Site Reliability Engineer focused on ChatOps solutions, configuration management, and Infrastructure as a Code (IAAS) :cloud:

Home

The Untapped Potential of ChatOps

Published Aug 03, 2019

ChatOps

Six months ago, I was introduced to the concept of ChatOps. Yes, I know a little late. Mind you, I was still new to the “Infrastructure as a code” world but I was immediately intrigued by its simplicity, ease of implementation and its impact on day to day operations. ChatOps is a what it sounds like, day-to-day operations, simplified to through chat. In this case we used Slack combined with our Cloud provider: IBM Cloud (AKA SoftLayer).

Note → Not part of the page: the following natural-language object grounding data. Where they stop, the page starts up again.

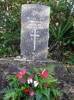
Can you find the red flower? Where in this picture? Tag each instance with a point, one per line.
(26, 90)
(44, 73)
(21, 73)
(31, 93)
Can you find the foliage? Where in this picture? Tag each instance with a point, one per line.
(36, 84)
(61, 26)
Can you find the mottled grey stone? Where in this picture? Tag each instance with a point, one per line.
(34, 31)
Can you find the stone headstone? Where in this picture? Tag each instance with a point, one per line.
(34, 31)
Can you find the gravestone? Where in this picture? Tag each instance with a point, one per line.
(34, 31)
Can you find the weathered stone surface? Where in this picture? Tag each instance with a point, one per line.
(34, 31)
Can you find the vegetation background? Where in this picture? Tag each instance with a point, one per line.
(61, 28)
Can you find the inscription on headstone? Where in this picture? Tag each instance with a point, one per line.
(34, 31)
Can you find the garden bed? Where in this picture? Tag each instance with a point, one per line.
(64, 74)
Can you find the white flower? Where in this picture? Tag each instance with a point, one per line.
(29, 80)
(36, 83)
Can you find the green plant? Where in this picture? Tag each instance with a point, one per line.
(34, 84)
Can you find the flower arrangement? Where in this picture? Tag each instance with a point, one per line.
(32, 84)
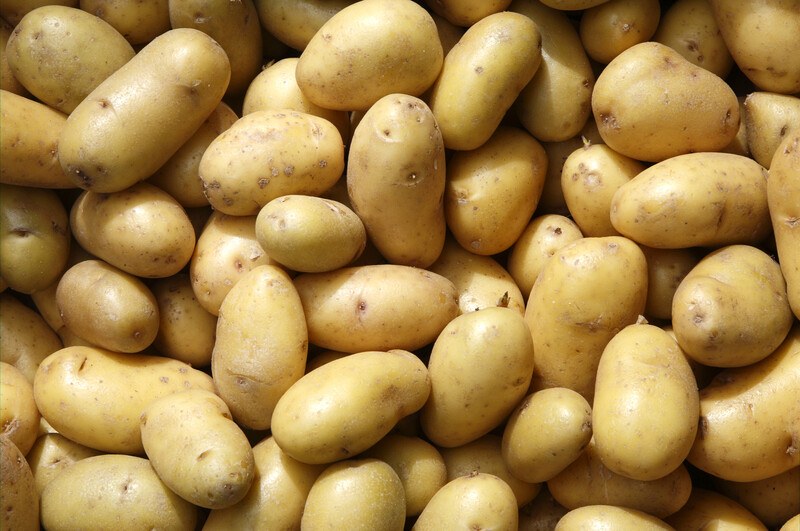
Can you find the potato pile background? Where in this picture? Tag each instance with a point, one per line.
(452, 264)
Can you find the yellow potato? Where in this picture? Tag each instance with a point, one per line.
(376, 307)
(480, 368)
(159, 98)
(482, 76)
(748, 418)
(492, 191)
(261, 345)
(60, 54)
(330, 414)
(102, 491)
(118, 387)
(546, 432)
(587, 292)
(396, 179)
(731, 309)
(367, 50)
(692, 200)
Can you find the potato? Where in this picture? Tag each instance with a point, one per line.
(546, 432)
(139, 23)
(376, 307)
(226, 249)
(482, 76)
(492, 191)
(608, 29)
(761, 38)
(367, 50)
(481, 281)
(651, 104)
(180, 175)
(277, 497)
(118, 387)
(484, 455)
(556, 104)
(748, 418)
(104, 490)
(586, 292)
(18, 495)
(590, 177)
(51, 454)
(707, 509)
(642, 369)
(360, 494)
(731, 309)
(588, 482)
(697, 199)
(329, 414)
(419, 465)
(609, 517)
(480, 368)
(782, 190)
(160, 98)
(261, 346)
(25, 337)
(690, 28)
(289, 152)
(396, 179)
(479, 500)
(60, 54)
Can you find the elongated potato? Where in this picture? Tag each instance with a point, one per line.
(160, 97)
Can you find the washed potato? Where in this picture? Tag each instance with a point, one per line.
(731, 309)
(492, 191)
(376, 307)
(96, 492)
(586, 292)
(546, 432)
(119, 387)
(329, 414)
(277, 497)
(261, 345)
(60, 54)
(480, 368)
(748, 418)
(482, 76)
(160, 97)
(396, 179)
(697, 199)
(651, 104)
(289, 152)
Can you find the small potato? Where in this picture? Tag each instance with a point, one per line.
(160, 98)
(359, 494)
(261, 345)
(105, 490)
(60, 54)
(329, 414)
(34, 237)
(118, 386)
(480, 368)
(731, 309)
(310, 234)
(107, 307)
(492, 191)
(478, 500)
(368, 50)
(482, 76)
(376, 307)
(546, 432)
(289, 152)
(692, 200)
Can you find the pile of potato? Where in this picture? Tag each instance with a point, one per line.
(386, 264)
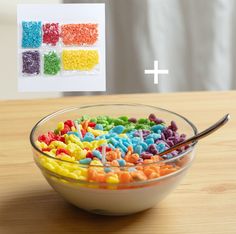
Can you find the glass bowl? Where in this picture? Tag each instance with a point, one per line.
(111, 198)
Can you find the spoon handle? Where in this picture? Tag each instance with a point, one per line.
(198, 136)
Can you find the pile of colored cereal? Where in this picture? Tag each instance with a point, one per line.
(79, 34)
(110, 150)
(82, 60)
(31, 34)
(51, 33)
(31, 62)
(51, 63)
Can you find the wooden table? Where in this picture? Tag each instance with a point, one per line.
(205, 202)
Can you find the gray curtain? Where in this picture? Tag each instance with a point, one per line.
(194, 40)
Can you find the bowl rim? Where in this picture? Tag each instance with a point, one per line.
(64, 110)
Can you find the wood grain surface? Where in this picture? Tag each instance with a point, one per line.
(205, 201)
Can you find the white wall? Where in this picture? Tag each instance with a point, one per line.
(8, 46)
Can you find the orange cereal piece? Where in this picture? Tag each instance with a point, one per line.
(79, 60)
(85, 124)
(147, 161)
(138, 175)
(125, 177)
(133, 158)
(79, 34)
(111, 155)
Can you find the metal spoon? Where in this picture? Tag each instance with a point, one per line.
(198, 136)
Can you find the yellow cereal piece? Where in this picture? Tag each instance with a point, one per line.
(96, 163)
(60, 126)
(82, 60)
(57, 144)
(73, 176)
(72, 147)
(67, 158)
(76, 140)
(49, 166)
(87, 145)
(114, 179)
(96, 132)
(123, 135)
(41, 145)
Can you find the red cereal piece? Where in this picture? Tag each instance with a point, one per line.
(51, 33)
(69, 122)
(83, 132)
(44, 138)
(46, 149)
(59, 151)
(65, 130)
(89, 155)
(79, 34)
(91, 124)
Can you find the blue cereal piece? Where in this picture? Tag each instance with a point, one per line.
(107, 169)
(85, 161)
(88, 137)
(154, 136)
(31, 34)
(144, 145)
(138, 149)
(157, 127)
(113, 141)
(121, 162)
(149, 141)
(123, 147)
(98, 127)
(73, 133)
(160, 147)
(97, 154)
(132, 169)
(118, 129)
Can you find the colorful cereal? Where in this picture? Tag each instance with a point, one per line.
(79, 34)
(31, 62)
(51, 63)
(117, 151)
(82, 60)
(51, 33)
(31, 34)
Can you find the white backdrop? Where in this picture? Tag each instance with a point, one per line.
(193, 39)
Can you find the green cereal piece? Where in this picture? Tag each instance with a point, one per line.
(124, 118)
(56, 131)
(85, 117)
(108, 127)
(51, 63)
(94, 120)
(143, 121)
(118, 122)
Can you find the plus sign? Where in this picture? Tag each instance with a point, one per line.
(155, 72)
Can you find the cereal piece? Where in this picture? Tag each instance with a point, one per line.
(51, 33)
(79, 34)
(31, 62)
(82, 60)
(31, 34)
(51, 63)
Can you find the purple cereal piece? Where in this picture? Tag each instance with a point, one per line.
(132, 120)
(146, 155)
(170, 143)
(152, 117)
(159, 121)
(152, 149)
(140, 160)
(163, 137)
(31, 62)
(173, 126)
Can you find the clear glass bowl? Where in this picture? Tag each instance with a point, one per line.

In came, gobot (Yes, it’s written in Go, we’re lazy and undecisive people when it comes to names). Our very own, personalized solution for our day to operations in dealing with infrastructure. It’s still in its alpha stages but we’ve seen an immediate change in:

Response Times

One of the first features we implemented was an ability to control power over our infrastructure. Often times we run into issues where a simple reboot is required. We simplified this to:

gobot <poweroff|poweron|reboot> <hostname|ip>

and of course the little bit of code it runs. Simple, straightforward, and ridiculously easy to implement on your backend.

slcli vs power-off <ID>

Alert Fatigue

One of the other “quirks” we noticed on a daily basis was:

  • Person A: Hey is anyone working on cluster abcdefg?
  • Person B: Yes John, I am.
  • Person A: Well, then tell me so I don’t get alerted you douche.
  • Person B: My bad. runsaway

The simple solution: alert supression. We defined a set of “maintenance windows”.

gobot maintenance <product>

This would then pop up options for a clustername, duration and optional datacenter option. You can supress alerts for particular clusters, particular data centers or supress all alerts in case of a worldwide maintenance window for a period of time.

Information

The last and maybe the most used feature we implemented was the ability to look up device information. A simple

gobot lookup <hostname|ip>

This returned information such as:

  • Hostname
  • Private IP
  • Public IP
  • Account Number
  • Environment (Prod/Non-Prod)
  • Data Center
  • Tags
  • VLAN
  • Subnet(s)
  • Type of Instance (Hardware, VSI)
  • OS
  • POD

…etc

This vastly simplified having to login with our cloud provider, lookup devices and fetch any/all information from 5 different places.

Quirks

One of the things we found challenging in this endeavour:

  • Authentication: The more features we implement, the more we realize Slack allows anyone to install the App to any workspace within the organization and we definitely don’t want other people having the ability to mess with our infrastructure.
  • Timezones: Slack doesn’t like timezones apparently. It’s oddly challenging to read user input as time. Don’t believe me? Try it!

New things don’t come without their quirks but we’re definitely up for the challenge. I invision a future where almost all day-to-day operations are handled through chat. Bold, but the more we tackle issues, the more it feels like a reality.